All right. What's the version of this problem that has an obvious solution? "Find zero numbers that sum to zero", well that's easy, all sequences of zero numbers sum to zero. Moreover, "find zero numbers that sum to non zero" is also easy because we know that is impossible. Let's also assume that all the numbers are positive.

So let's write up our algorithm in pseudocode:

// Find n numbers that sum to s where each is between min and max
FindSums(min, max, s, n)
  if s < 0 then fail
  if n < 0 then fail
  if s > 0 and n = 0 then fail
  if s = 0 and n = 0 then the solution is the empty sequence
  // All right, those were the easy ones.
  // The solution is not obvious, so let's break it down into a smaller
  // problem:
  let c take on values starting from min and going to max
    // c is a proposed first number in our sequence.
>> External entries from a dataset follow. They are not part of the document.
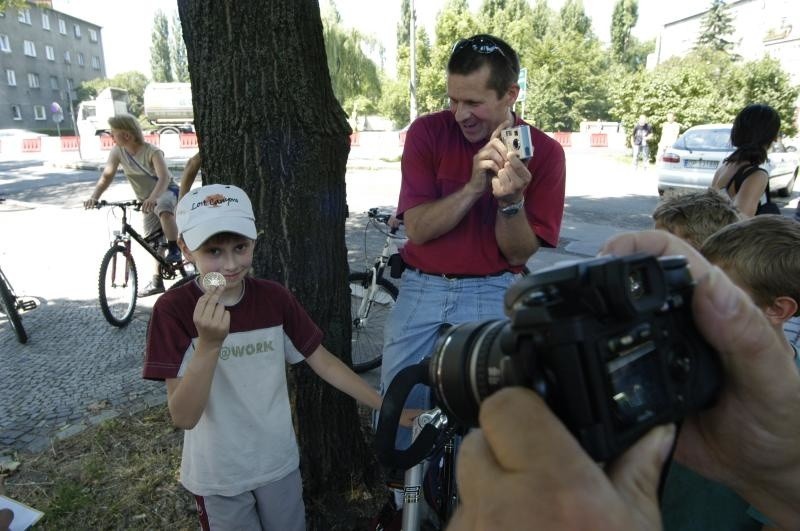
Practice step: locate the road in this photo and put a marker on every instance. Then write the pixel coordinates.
(76, 370)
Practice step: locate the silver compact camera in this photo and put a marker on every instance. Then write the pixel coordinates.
(518, 140)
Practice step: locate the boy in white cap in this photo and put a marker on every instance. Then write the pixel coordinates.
(221, 348)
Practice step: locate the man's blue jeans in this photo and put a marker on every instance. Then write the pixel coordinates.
(425, 303)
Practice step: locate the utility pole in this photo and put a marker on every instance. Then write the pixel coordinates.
(412, 83)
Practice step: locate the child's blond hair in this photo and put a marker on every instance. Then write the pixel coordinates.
(763, 252)
(696, 215)
(129, 124)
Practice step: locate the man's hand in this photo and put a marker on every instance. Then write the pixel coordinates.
(509, 185)
(211, 318)
(488, 162)
(524, 470)
(749, 439)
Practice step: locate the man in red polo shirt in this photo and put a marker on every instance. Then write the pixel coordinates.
(474, 212)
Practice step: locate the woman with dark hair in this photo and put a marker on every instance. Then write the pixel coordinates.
(754, 130)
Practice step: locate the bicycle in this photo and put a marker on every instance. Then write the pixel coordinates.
(118, 282)
(430, 462)
(372, 297)
(11, 305)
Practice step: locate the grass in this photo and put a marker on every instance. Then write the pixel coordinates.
(123, 474)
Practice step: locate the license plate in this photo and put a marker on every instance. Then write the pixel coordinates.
(702, 164)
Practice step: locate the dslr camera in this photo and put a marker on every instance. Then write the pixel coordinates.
(518, 140)
(609, 343)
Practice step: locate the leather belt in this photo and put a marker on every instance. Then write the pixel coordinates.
(457, 276)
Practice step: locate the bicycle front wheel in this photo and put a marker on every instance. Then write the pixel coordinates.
(9, 307)
(368, 318)
(118, 285)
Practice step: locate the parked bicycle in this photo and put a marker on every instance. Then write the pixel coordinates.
(118, 281)
(372, 296)
(11, 306)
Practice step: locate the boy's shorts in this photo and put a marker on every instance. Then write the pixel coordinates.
(275, 506)
(167, 202)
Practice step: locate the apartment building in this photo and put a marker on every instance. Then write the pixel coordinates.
(44, 56)
(761, 27)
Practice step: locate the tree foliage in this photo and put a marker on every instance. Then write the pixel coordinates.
(354, 76)
(160, 61)
(177, 51)
(625, 48)
(704, 87)
(572, 77)
(574, 18)
(716, 28)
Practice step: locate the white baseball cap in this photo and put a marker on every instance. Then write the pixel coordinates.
(211, 209)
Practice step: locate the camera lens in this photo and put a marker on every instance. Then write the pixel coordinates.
(636, 285)
(466, 367)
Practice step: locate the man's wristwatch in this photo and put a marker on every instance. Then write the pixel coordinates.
(512, 209)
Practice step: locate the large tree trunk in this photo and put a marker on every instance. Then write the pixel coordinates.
(267, 121)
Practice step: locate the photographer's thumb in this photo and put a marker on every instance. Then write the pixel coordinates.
(636, 474)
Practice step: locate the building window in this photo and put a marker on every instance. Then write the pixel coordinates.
(30, 49)
(24, 16)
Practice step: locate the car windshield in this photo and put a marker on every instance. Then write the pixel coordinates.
(705, 140)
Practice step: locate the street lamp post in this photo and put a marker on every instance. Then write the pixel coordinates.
(413, 64)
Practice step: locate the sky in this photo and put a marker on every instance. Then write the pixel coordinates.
(127, 28)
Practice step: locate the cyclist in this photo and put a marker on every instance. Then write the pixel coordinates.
(146, 170)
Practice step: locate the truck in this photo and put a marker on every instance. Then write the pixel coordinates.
(168, 106)
(93, 114)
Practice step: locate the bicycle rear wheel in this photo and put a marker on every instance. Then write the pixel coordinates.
(369, 318)
(8, 305)
(118, 285)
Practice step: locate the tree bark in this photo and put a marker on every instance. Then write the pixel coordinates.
(267, 121)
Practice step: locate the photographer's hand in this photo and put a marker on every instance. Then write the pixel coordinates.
(749, 439)
(524, 470)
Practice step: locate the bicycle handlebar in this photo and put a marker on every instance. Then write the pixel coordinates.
(135, 203)
(383, 218)
(389, 419)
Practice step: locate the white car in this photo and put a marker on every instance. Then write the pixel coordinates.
(690, 163)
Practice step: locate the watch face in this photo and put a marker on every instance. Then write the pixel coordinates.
(512, 209)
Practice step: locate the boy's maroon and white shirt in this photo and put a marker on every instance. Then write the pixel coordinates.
(245, 436)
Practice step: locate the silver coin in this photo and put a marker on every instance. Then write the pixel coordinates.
(213, 279)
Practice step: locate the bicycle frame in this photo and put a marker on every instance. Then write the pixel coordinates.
(150, 244)
(413, 490)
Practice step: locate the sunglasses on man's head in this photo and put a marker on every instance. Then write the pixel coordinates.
(482, 45)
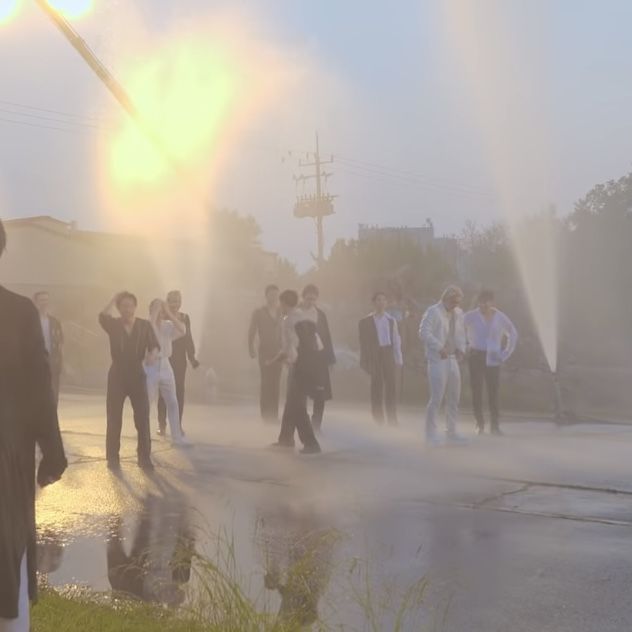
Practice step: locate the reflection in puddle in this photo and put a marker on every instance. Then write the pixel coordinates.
(159, 562)
(298, 549)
The
    // remainder of the sequence sums to s - c, and it is of length n - 1
    // So let's find a solution to that problem:
    let tail = FindSums(min, max, s - c, n - 1)
    if that succeeded, then the solution is to append c to tail and we're done.
    if it failed, try again with a different c if there is one
  // If we get here then every attempt failed, so there is no solution.
  fail

Try that algorithm out with pencil and paper for some small examples and see if you can make any progress. It is not very efficient; can you think of ways to make this simple algorithm more efficient?

You say in your question that you are concerned that your algorithm is little better than "make a guess", but lots of algorithms in mathematics and computer programming are of the form "make a guess and then refine it in a principled way". Often the trick to getting an algorithm that performs well is to be smart about making good initial guesses, and fast at rejecting bad ones. This algorithm is poor in both regards; can you improve it?

Answer 2

Given any rational $\frac ab$ and a range of integers $[c,d]$ you want to find $b$ integers that sum to $a$. Unless $c \le \frac ab \le d$ you are not going to have any solution at all. The range of sums you can get is $[bc,bd]$. You can note that if you take all $b$ numbers to be $c$ you get a sum of $bc$. You need to add $a-bc$ to this. One way to do it is to divide $a-bc=q(d-c)+r$. Make $q$ of your numbers $d$ and make one $c+r$. The total will be $a$. This is a well defined algorithm in the cases where there is a solution.